The Public Accounts Committee of the 14th Parliament is set to reopen investigations into the 1Malaysia Development Bhd (1MDB) scandal. It is the right thing to do as the committee under its last chairman, Datuk Seri Hassan Arifin, had watered down its report on what went wrong at the troubled entity.

Hassan has admitted he deleted a key paragraph, without the knowledge of other PAC members, from the report, which stated that Low Taek Jho, better known as Jho Low, was the beneficial owner of Good Star Ltd — which had illegally received US$700 million that was meant to go to a joint venture with PetroSaudi International Ltd.

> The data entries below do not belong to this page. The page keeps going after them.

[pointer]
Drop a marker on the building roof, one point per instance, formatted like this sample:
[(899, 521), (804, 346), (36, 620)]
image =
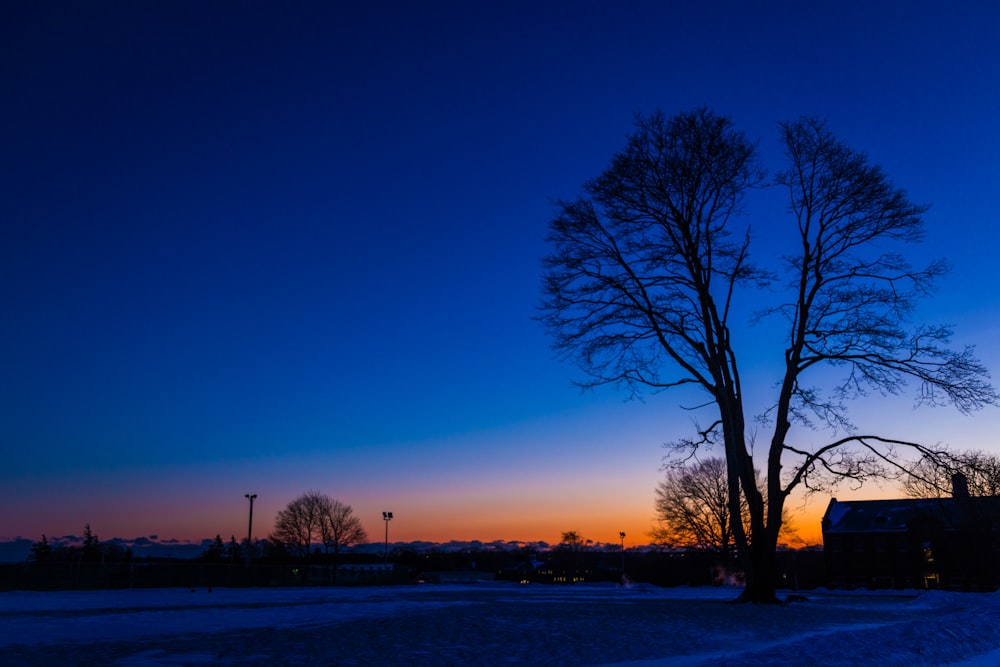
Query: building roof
[(897, 516)]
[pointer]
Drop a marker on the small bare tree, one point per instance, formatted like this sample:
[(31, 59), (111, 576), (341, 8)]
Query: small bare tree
[(300, 525), (315, 519)]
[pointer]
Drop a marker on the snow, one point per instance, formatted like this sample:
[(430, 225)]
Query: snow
[(493, 623)]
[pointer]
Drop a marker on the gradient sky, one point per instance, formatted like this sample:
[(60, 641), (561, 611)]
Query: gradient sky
[(251, 248)]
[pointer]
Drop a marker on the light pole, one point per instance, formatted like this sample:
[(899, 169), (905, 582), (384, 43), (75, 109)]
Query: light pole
[(387, 517), (621, 534), (251, 497)]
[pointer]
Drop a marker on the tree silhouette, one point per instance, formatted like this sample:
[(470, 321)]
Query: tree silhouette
[(932, 475), (41, 551), (315, 519), (647, 269)]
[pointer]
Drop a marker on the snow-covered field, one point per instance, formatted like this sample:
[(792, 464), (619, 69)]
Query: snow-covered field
[(494, 624)]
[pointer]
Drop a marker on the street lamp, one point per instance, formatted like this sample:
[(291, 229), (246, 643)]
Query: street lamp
[(251, 497), (621, 534), (387, 517)]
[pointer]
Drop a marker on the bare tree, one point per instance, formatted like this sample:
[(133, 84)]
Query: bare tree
[(571, 541), (692, 508), (932, 476), (339, 528), (645, 271), (315, 519), (300, 524)]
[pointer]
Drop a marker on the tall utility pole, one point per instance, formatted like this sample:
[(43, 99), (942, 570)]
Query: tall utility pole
[(621, 534), (251, 497), (387, 517)]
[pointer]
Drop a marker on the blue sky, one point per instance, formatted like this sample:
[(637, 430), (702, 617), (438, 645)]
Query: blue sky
[(251, 248)]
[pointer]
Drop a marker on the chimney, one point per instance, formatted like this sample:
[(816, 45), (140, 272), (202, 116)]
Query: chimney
[(959, 486)]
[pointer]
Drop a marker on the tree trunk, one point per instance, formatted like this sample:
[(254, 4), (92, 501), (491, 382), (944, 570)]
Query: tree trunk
[(761, 575)]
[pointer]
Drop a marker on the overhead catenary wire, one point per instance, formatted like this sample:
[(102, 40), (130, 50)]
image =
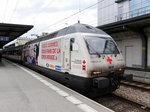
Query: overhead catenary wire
[(72, 15), (43, 8)]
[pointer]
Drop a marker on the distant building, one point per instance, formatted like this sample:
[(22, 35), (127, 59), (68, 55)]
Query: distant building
[(116, 10)]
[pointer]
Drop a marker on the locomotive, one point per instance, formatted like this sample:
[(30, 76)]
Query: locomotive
[(81, 56)]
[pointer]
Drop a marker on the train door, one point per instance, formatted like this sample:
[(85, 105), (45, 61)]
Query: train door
[(67, 63), (128, 55)]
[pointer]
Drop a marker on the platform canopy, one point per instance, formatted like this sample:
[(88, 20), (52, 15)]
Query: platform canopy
[(9, 32)]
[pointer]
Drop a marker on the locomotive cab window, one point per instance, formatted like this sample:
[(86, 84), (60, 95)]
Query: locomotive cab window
[(73, 45), (101, 45)]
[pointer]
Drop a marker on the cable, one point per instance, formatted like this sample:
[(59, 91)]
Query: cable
[(5, 11), (43, 8), (72, 15)]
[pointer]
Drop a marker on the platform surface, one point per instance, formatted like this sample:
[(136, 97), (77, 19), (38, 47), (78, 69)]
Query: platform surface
[(23, 90)]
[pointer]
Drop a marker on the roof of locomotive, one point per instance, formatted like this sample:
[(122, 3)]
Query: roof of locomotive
[(82, 28)]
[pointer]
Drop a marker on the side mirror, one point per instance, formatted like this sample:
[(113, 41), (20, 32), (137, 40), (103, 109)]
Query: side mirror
[(75, 47)]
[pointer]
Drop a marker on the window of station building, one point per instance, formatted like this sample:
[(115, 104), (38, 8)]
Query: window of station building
[(137, 4), (120, 13)]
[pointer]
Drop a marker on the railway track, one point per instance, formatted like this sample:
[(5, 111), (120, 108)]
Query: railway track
[(119, 104), (136, 84), (130, 97)]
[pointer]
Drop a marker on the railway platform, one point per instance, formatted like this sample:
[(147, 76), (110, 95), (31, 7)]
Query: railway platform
[(139, 76), (23, 90)]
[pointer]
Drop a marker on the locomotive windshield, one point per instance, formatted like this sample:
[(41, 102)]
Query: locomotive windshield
[(101, 45)]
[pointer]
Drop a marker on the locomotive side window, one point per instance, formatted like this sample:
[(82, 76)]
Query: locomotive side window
[(101, 45)]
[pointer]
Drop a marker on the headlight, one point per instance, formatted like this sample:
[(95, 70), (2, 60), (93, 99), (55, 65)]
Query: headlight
[(96, 73)]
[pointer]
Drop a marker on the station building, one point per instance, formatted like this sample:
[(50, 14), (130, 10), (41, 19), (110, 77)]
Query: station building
[(131, 19)]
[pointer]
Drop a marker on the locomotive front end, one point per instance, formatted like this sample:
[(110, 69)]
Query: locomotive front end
[(106, 62)]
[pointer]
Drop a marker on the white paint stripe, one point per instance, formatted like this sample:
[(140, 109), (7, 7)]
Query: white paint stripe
[(86, 108), (62, 93), (54, 88), (73, 100)]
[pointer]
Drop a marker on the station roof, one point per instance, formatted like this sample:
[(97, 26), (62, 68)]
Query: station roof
[(132, 23), (9, 32)]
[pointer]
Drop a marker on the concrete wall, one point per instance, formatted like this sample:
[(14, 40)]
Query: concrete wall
[(108, 11), (131, 48)]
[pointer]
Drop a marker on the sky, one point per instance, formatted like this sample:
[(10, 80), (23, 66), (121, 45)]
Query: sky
[(47, 15)]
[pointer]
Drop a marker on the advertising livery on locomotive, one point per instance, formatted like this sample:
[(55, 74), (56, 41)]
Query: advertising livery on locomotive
[(80, 56)]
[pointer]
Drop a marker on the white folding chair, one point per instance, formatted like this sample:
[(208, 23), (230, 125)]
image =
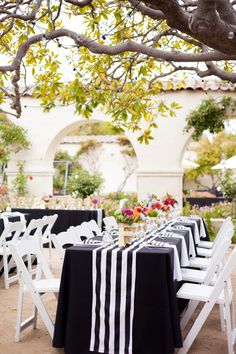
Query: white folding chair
[(12, 230), (94, 227), (48, 222), (210, 295), (82, 231), (208, 252), (63, 239), (36, 287), (34, 228), (110, 222), (211, 244)]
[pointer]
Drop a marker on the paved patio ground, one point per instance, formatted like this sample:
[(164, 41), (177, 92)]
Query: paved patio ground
[(210, 340)]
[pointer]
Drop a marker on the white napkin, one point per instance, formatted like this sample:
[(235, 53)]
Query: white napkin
[(177, 270), (184, 261), (202, 228), (192, 251), (196, 231)]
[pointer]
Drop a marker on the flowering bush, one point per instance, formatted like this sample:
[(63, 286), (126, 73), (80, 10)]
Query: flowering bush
[(129, 216), (3, 190)]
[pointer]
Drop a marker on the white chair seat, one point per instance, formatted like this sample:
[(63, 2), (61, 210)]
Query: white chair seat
[(45, 285), (2, 252), (193, 275), (199, 292), (199, 262), (204, 252), (206, 244)]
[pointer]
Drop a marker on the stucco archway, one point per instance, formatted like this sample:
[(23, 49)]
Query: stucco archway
[(159, 163)]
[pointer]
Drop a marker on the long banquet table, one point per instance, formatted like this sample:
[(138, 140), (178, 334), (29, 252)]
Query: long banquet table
[(66, 218), (155, 324)]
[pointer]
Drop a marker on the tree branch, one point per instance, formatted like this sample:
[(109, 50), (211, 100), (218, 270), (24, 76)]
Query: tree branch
[(145, 10)]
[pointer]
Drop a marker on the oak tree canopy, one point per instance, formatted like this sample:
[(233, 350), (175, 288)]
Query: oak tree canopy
[(112, 54)]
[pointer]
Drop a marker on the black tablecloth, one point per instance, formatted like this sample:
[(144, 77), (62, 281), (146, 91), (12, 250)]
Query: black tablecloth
[(66, 218), (156, 327)]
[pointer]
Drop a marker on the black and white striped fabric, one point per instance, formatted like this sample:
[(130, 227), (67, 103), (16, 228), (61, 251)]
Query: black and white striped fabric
[(114, 274)]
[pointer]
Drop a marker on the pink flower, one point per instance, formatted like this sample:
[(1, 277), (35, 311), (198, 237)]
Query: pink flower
[(127, 211)]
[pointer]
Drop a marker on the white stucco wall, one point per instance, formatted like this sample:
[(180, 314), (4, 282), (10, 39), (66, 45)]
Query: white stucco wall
[(108, 160), (159, 163)]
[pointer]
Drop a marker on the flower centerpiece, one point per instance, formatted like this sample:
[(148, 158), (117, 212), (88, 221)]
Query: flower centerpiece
[(168, 203), (46, 200), (128, 220)]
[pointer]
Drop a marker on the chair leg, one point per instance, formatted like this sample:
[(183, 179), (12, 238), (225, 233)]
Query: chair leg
[(222, 317), (192, 305), (35, 315), (43, 313), (19, 312), (196, 327), (230, 339), (6, 271), (50, 250)]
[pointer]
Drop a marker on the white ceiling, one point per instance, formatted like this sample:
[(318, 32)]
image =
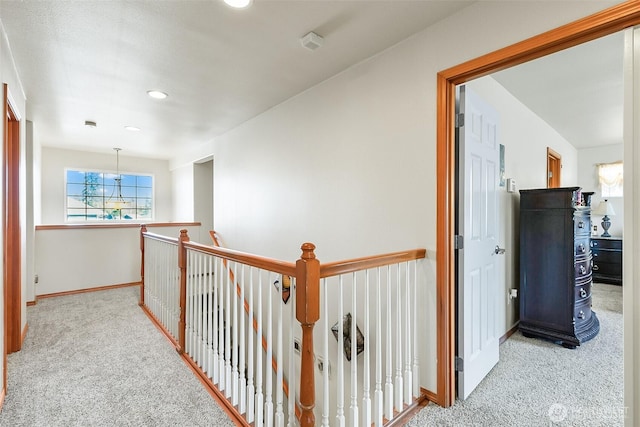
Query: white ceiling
[(578, 91), (95, 60)]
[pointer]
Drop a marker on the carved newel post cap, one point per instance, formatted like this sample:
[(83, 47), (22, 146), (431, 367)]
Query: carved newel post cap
[(307, 251)]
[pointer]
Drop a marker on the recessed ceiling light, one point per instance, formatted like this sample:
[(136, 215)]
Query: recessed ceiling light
[(157, 94), (238, 4)]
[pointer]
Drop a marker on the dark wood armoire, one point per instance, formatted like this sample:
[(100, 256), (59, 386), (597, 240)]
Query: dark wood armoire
[(555, 266)]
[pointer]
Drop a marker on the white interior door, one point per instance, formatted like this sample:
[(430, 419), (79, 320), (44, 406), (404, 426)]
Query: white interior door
[(478, 277)]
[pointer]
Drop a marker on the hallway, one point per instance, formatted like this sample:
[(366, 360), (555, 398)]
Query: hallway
[(95, 359)]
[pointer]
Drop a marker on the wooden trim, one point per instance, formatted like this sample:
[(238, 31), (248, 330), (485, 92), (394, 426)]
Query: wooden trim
[(554, 168), (358, 264), (408, 412), (445, 222), (430, 395), (12, 253), (115, 225), (510, 332), (600, 24), (82, 291), (24, 334)]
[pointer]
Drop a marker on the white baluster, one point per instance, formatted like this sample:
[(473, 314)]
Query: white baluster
[(268, 405), (214, 314), (291, 399), (378, 394), (259, 411), (325, 353), (227, 333), (251, 391), (388, 385), (408, 377), (366, 397), (188, 308), (398, 387), (279, 415), (340, 420), (210, 317), (222, 330), (242, 407), (416, 367), (199, 307), (236, 347), (354, 354)]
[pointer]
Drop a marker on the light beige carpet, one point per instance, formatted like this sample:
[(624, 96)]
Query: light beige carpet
[(95, 359), (538, 383)]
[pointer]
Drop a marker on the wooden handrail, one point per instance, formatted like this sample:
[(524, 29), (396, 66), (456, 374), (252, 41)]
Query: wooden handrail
[(274, 362), (182, 263), (160, 237), (307, 270), (107, 225), (264, 263), (143, 229), (364, 263)]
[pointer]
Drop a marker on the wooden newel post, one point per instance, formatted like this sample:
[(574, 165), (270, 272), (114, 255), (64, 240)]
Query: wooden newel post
[(143, 229), (182, 264), (307, 313)]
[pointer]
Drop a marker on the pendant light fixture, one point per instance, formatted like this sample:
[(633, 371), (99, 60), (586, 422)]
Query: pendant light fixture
[(116, 201)]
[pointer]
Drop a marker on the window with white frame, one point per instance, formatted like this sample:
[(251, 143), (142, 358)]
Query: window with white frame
[(103, 196), (610, 179)]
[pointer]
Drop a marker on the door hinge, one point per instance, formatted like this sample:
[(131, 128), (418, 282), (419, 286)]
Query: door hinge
[(459, 364)]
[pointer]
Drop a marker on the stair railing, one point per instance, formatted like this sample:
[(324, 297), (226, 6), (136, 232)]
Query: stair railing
[(233, 326)]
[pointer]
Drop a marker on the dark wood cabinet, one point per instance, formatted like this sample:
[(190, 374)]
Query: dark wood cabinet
[(607, 259), (556, 266)]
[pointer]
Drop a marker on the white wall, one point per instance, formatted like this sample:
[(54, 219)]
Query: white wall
[(526, 138), (54, 161), (182, 187), (92, 257), (588, 179), (9, 76), (350, 164), (203, 196)]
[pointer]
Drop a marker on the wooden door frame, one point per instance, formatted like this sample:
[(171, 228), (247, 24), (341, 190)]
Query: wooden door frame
[(554, 164), (603, 23), (12, 283)]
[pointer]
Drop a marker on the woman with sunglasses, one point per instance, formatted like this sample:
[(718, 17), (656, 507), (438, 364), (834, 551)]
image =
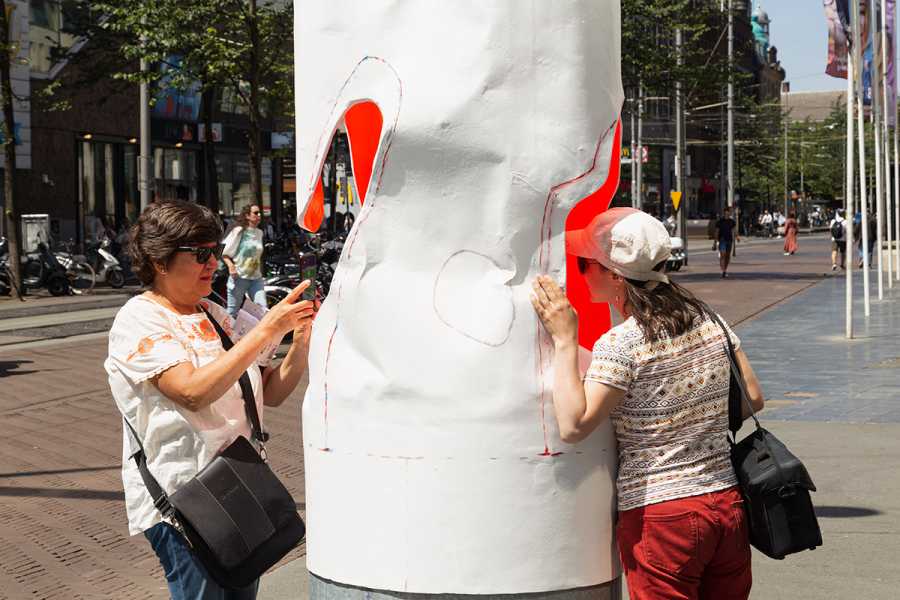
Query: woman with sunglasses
[(243, 256), (176, 385)]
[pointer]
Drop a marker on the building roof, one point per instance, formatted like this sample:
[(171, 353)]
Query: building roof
[(815, 106)]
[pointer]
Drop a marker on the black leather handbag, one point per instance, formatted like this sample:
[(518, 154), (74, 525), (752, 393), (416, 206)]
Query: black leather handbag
[(237, 517), (774, 483)]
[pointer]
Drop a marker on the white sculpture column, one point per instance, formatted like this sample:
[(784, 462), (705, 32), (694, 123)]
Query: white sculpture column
[(433, 461)]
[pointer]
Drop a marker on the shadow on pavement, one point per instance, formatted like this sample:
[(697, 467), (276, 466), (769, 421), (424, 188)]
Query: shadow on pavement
[(20, 492), (701, 277), (845, 512), (8, 366)]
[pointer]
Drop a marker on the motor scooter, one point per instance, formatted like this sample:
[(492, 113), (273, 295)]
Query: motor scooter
[(106, 266)]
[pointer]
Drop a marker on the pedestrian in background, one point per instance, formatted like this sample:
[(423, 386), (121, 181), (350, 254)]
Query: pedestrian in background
[(766, 222), (176, 385), (243, 256), (790, 234), (725, 237), (872, 230), (662, 378)]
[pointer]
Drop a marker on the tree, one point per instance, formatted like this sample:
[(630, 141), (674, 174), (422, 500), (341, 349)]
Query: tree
[(243, 46)]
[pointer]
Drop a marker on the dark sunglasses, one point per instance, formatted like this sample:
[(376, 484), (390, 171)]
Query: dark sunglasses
[(202, 253)]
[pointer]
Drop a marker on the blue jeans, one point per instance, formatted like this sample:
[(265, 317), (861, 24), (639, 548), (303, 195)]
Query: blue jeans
[(185, 575), (238, 286)]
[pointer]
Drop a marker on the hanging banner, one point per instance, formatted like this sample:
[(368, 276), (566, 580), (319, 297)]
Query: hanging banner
[(837, 15), (868, 44), (891, 66)]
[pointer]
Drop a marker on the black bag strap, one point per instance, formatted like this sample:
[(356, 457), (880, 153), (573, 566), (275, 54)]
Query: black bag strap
[(732, 359), (160, 498), (246, 387)]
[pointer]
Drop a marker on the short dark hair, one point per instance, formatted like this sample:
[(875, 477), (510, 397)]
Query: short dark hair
[(162, 227)]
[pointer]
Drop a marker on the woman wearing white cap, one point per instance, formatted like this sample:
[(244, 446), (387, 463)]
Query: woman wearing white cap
[(662, 378)]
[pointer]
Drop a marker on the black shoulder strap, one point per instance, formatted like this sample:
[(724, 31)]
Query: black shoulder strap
[(734, 407), (160, 498), (246, 386)]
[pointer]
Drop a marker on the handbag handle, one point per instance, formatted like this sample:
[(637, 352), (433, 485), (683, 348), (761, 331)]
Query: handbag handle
[(160, 498), (246, 388), (732, 359)]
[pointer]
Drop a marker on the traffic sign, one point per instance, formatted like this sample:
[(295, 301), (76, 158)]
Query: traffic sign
[(676, 199)]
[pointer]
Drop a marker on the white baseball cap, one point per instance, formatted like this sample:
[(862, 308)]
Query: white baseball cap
[(626, 241)]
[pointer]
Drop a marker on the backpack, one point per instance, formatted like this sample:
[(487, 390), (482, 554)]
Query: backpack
[(837, 230)]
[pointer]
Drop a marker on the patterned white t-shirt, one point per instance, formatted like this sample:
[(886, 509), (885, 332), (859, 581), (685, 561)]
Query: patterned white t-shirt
[(145, 340), (244, 246), (672, 424)]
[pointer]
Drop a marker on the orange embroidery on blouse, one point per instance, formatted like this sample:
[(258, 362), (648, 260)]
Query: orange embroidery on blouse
[(146, 345), (206, 331)]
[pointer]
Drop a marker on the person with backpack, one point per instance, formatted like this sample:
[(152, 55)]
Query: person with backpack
[(661, 377), (838, 244), (725, 237)]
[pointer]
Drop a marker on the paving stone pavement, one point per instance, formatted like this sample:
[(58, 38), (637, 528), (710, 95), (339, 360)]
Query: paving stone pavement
[(62, 511)]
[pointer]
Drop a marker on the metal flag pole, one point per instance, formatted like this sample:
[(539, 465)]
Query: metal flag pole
[(887, 205), (876, 125), (861, 136), (897, 191), (730, 107), (848, 197), (639, 157)]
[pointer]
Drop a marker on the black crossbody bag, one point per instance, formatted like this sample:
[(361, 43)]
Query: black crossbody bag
[(235, 514), (774, 483)]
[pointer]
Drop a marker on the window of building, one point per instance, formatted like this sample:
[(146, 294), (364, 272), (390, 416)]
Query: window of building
[(45, 13)]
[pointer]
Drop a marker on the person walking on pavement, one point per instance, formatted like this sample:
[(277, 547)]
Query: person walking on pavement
[(243, 256), (175, 384), (790, 234), (872, 229), (662, 378), (725, 237), (838, 228)]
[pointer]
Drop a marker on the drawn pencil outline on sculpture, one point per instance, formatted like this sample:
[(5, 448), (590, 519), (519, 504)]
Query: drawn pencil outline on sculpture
[(425, 454)]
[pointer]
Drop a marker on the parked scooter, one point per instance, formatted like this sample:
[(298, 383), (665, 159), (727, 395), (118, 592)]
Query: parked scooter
[(44, 270)]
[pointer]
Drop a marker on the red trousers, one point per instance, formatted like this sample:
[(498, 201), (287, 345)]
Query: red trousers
[(686, 549)]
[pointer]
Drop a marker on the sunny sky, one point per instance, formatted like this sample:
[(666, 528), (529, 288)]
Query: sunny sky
[(798, 31)]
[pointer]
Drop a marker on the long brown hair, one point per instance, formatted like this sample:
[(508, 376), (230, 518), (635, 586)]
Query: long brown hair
[(162, 228), (243, 218), (667, 310)]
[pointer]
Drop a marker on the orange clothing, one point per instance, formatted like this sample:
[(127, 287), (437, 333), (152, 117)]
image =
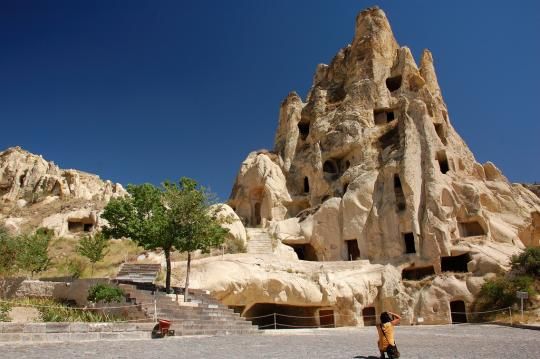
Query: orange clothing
[(389, 332)]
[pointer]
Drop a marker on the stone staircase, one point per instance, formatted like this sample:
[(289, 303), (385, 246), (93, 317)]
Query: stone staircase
[(259, 241), (203, 315)]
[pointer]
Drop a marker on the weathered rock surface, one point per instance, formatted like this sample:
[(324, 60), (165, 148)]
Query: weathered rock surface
[(35, 192), (369, 168)]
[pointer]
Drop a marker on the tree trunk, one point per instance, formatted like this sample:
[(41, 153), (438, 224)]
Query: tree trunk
[(168, 275), (186, 289)]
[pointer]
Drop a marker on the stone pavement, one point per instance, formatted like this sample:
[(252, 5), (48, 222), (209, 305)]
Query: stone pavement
[(462, 341)]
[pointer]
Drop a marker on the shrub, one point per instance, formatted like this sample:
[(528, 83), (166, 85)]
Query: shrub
[(528, 262), (75, 267), (235, 245), (501, 292), (105, 293), (5, 308)]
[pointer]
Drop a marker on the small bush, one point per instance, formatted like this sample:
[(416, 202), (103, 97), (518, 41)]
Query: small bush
[(528, 262), (5, 308), (501, 292), (105, 293), (235, 245), (75, 267)]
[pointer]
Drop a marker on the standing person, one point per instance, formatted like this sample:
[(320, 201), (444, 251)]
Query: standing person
[(387, 343)]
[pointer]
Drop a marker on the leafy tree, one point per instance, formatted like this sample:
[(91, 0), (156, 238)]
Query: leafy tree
[(32, 252), (94, 248), (142, 217), (8, 253), (194, 224), (105, 293), (175, 216)]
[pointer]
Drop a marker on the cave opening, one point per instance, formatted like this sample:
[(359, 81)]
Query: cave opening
[(330, 166), (389, 138), (305, 252), (383, 116), (306, 185), (303, 128), (417, 273), (471, 229), (443, 162), (257, 219), (393, 83), (455, 263), (439, 129), (370, 316), (398, 192), (458, 312), (353, 251), (410, 247)]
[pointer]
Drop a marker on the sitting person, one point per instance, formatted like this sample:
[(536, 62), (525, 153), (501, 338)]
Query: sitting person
[(386, 342)]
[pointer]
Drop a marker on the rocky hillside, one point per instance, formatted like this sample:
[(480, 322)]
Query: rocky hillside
[(37, 193), (369, 181)]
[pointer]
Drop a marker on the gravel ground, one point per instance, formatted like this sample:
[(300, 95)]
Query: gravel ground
[(461, 341)]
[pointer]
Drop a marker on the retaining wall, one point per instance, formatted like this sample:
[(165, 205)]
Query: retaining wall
[(61, 332)]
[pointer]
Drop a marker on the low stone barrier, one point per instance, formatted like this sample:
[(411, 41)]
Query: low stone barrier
[(62, 332)]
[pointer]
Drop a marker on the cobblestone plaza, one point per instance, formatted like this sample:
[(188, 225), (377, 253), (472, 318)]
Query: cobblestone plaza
[(461, 341)]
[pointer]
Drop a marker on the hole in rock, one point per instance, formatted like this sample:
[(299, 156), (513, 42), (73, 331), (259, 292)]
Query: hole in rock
[(257, 220), (303, 128), (408, 238), (383, 116), (305, 252), (393, 83), (471, 229), (390, 138), (326, 318), (417, 273), (370, 316), (455, 263), (22, 178), (336, 94), (330, 166), (398, 192), (353, 252), (286, 316), (458, 311), (439, 128), (306, 185), (443, 162)]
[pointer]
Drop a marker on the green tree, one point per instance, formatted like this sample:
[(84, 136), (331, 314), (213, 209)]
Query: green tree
[(527, 262), (94, 248), (175, 216), (8, 253), (140, 216), (32, 252), (193, 222)]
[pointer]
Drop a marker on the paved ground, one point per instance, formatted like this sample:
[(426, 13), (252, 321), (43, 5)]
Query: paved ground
[(463, 341)]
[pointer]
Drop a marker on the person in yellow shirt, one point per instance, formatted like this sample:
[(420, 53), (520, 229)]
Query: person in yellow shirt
[(387, 343)]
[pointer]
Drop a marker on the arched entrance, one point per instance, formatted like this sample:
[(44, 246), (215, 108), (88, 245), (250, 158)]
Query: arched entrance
[(458, 312)]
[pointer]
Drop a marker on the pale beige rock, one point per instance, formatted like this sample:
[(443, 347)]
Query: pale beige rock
[(41, 194), (370, 157)]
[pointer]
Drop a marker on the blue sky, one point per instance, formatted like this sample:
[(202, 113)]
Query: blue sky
[(142, 91)]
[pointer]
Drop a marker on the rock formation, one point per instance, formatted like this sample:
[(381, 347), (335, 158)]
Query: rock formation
[(37, 193), (368, 176)]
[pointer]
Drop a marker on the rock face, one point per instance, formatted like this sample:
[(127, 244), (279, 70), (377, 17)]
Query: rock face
[(369, 168), (35, 192)]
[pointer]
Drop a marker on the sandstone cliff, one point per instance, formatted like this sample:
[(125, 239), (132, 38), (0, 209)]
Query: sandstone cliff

Hassan’s excuse that he deleted that information he received from Bank Negara Malaysia via a letter because it was not based on fact, but on intelligence gathered by the central bank, is a lame one. He could have used the powers he had to obtain more information but chose to remove an important piece of evidence surreptitiously.

The Edge had also published information that proved Good Star was under the control of Jho Low and had offered it to investigators, but the PAC chairman was not interested in it.

Hassan also refused to summon the then prime minister Datuk Seri Najib Razak and Jho Low to appear before the committee, although they were key witnesses to what happened at 1MDB. Neither did he call anyone from Bank Negara to brief the PAC on its investigations.

We hope the fresh probe by the PAC will get to the bottom of the scandal and urge that parliament makes it an open inquiry so that Malaysians who are interested in it can witness it for themselves, instead of having to wait months for a report to be prepared.